Chapitre 1 — L'anniversaire

작가: Léo
last update 게시일: 2026-07-03 20:15:34

Le grand salon d'Aube-Rouge luisait d'or, de cristal et de mensonges.

Aelys Valren avançait lentement sous les arches sculptées, une main posée sur le tissu lourd de sa robe ivoire. Dans les couloirs du manoir alpha, tout avait été préparé pour la soirée : les torches parfumées, les vases de lys blancs, la longue table du banquet, les musiciens déjà en place dans la galerie supérieure. On aurait dit une fête de victoire. Une célébration de puissance. Une preuve offerte à toute la meute qu'après trois années de mariage, l'Alpha Darian Solvek et son épouse formaient toujours le cœur intact d'Aube-Rouge.

Seule Aelys savait que ce cœur n'avait jamais battu pour elle.

Ou plutôt, elle venait de comprendre qu'il n'avait peut-être jamais existé.

Elle traversait l'aile privée pour rejoindre ses appartements lorsque des voix étouffées, puis un rire trop bas pour être innocent, l'avaient arrêtée devant sa propre porte.
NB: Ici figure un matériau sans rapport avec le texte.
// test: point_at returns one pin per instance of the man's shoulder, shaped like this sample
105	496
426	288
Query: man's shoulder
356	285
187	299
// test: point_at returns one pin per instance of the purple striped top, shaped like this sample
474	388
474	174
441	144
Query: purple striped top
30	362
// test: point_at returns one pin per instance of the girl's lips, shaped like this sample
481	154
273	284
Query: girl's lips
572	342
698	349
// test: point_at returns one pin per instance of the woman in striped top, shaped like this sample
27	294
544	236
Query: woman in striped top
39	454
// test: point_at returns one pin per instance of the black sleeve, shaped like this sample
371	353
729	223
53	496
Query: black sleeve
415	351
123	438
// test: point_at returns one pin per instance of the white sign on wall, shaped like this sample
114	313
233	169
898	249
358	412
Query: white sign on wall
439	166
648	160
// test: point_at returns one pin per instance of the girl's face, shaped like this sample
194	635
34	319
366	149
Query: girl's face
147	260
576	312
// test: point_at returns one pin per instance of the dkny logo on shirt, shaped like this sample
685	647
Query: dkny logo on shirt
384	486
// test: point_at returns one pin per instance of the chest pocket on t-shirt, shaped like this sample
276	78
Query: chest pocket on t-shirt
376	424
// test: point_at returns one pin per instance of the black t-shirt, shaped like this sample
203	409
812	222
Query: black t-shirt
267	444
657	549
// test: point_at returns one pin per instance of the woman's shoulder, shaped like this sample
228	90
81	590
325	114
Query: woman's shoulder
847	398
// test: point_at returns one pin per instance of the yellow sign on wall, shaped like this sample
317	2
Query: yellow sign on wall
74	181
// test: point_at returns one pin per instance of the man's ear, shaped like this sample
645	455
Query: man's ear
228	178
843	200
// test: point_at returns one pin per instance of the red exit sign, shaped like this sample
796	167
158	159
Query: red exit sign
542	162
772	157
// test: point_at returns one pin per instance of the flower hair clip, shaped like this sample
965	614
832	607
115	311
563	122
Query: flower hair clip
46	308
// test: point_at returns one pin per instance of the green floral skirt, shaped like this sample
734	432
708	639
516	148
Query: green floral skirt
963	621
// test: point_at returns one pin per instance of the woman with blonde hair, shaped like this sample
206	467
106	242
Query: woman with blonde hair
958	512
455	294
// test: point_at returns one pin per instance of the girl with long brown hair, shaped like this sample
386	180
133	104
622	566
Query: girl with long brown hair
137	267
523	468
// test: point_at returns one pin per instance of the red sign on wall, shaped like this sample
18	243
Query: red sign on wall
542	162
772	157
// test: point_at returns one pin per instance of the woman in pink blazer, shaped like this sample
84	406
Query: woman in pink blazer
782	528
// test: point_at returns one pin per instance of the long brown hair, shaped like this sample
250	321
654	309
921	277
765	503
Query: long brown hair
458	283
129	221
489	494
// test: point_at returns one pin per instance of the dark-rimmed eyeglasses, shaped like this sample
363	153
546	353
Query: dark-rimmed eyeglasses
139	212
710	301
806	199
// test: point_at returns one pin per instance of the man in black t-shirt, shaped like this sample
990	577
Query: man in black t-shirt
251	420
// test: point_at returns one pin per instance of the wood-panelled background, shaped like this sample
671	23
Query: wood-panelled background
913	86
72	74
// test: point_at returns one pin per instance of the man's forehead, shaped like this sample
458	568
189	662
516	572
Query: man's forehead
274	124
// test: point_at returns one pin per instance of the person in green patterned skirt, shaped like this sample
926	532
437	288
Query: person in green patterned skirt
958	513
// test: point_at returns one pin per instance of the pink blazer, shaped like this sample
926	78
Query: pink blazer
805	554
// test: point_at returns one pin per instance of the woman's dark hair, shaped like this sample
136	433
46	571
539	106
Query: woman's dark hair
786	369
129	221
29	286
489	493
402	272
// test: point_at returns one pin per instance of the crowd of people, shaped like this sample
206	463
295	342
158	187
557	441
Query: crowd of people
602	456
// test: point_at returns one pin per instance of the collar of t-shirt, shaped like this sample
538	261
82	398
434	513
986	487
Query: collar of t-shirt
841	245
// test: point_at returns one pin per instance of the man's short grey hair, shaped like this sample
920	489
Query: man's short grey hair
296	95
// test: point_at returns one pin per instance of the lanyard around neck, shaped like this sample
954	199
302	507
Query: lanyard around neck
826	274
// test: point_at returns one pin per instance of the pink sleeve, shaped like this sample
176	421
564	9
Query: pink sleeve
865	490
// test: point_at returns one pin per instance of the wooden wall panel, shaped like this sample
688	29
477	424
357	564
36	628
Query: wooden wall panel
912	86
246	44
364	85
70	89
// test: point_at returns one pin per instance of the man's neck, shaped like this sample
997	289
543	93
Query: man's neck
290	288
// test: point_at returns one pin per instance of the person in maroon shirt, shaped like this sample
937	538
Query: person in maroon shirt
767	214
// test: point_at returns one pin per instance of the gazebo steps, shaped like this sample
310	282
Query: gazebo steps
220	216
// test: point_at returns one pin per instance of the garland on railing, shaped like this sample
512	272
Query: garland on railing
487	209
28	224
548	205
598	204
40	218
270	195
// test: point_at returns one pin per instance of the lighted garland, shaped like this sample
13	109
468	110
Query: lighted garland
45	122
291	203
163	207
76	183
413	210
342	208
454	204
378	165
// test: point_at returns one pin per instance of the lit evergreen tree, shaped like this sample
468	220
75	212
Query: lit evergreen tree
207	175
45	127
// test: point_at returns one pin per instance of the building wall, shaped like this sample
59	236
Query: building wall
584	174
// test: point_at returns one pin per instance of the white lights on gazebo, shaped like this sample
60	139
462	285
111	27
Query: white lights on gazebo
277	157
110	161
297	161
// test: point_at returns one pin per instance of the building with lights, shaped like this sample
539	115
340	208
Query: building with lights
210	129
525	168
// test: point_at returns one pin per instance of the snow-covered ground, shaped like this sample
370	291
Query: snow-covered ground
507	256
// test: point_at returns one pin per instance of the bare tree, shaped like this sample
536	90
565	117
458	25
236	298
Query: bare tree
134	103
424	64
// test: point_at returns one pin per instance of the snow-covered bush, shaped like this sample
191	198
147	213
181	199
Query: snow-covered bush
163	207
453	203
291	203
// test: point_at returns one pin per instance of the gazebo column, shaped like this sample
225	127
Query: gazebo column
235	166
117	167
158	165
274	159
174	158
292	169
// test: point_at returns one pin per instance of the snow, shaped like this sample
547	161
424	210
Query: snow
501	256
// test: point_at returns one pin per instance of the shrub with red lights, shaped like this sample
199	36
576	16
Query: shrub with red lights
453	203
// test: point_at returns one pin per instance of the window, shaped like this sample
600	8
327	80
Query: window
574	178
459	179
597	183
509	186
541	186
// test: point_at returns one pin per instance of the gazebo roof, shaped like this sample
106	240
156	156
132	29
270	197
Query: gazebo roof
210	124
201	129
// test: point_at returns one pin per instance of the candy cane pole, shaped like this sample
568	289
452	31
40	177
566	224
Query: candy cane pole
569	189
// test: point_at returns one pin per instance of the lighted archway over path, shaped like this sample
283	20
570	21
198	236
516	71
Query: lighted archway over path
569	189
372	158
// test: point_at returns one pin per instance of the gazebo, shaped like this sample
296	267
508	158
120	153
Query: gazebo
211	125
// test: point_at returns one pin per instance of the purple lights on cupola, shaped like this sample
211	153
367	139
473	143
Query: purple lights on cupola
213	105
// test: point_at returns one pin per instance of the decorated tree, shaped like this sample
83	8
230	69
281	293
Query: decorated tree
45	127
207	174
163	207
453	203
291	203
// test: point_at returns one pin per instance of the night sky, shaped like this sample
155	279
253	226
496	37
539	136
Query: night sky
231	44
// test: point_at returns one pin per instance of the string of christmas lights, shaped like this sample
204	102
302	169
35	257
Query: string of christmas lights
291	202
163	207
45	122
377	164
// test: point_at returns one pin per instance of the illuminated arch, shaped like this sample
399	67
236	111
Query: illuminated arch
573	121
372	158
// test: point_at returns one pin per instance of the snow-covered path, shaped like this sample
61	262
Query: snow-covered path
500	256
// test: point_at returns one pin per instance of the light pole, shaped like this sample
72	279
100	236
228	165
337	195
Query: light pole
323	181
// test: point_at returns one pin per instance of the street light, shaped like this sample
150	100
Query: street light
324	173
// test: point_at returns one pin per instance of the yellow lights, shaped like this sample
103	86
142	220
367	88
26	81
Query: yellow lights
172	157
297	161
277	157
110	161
Pendant une seconde, elle n'avait pas compris. Son premier réflexe avait été la confusion, non la jalousie. Darian recevait souvent en secret des commandants, des émissaires, parfois des femmes du Conseil venues négocier sans témoins. Mais ce rire-là portait en lui quelque chose de glissant, de familier, d'intolérable.

Alors elle avait poussé la porte.

La chambre était baignée d'une lumière ambrée. Les rideaux étaient tirés. Les couvertures de son lit défaites. Darian, torse nu, se redressait à peine. Et sous lui, les cheveux noirs répandus sur les draps comme une encre obscène, Liora tournait le visage vers elle avec une lenteur presque théâtrale.

Sa demi-sœur.

Le temps n'explosa pas. Il se figea.

Aelys ne cria pas. Plus tard, elle se demanderait elle-même pourquoi. Peut-être parce que la trahison était si totale que le corps refusait d'abord de la croire. Peut-être parce qu'elle avait trop longtemps appris à ne jamais offrir de spectacle à ceux qui attendaient sa faiblesse. Peut-être parce qu'au moment exact où Darian ouvrait enfin la bouche, ce ne fut pas son regard qu'elle vit, mais la marque sur le cou de Liora.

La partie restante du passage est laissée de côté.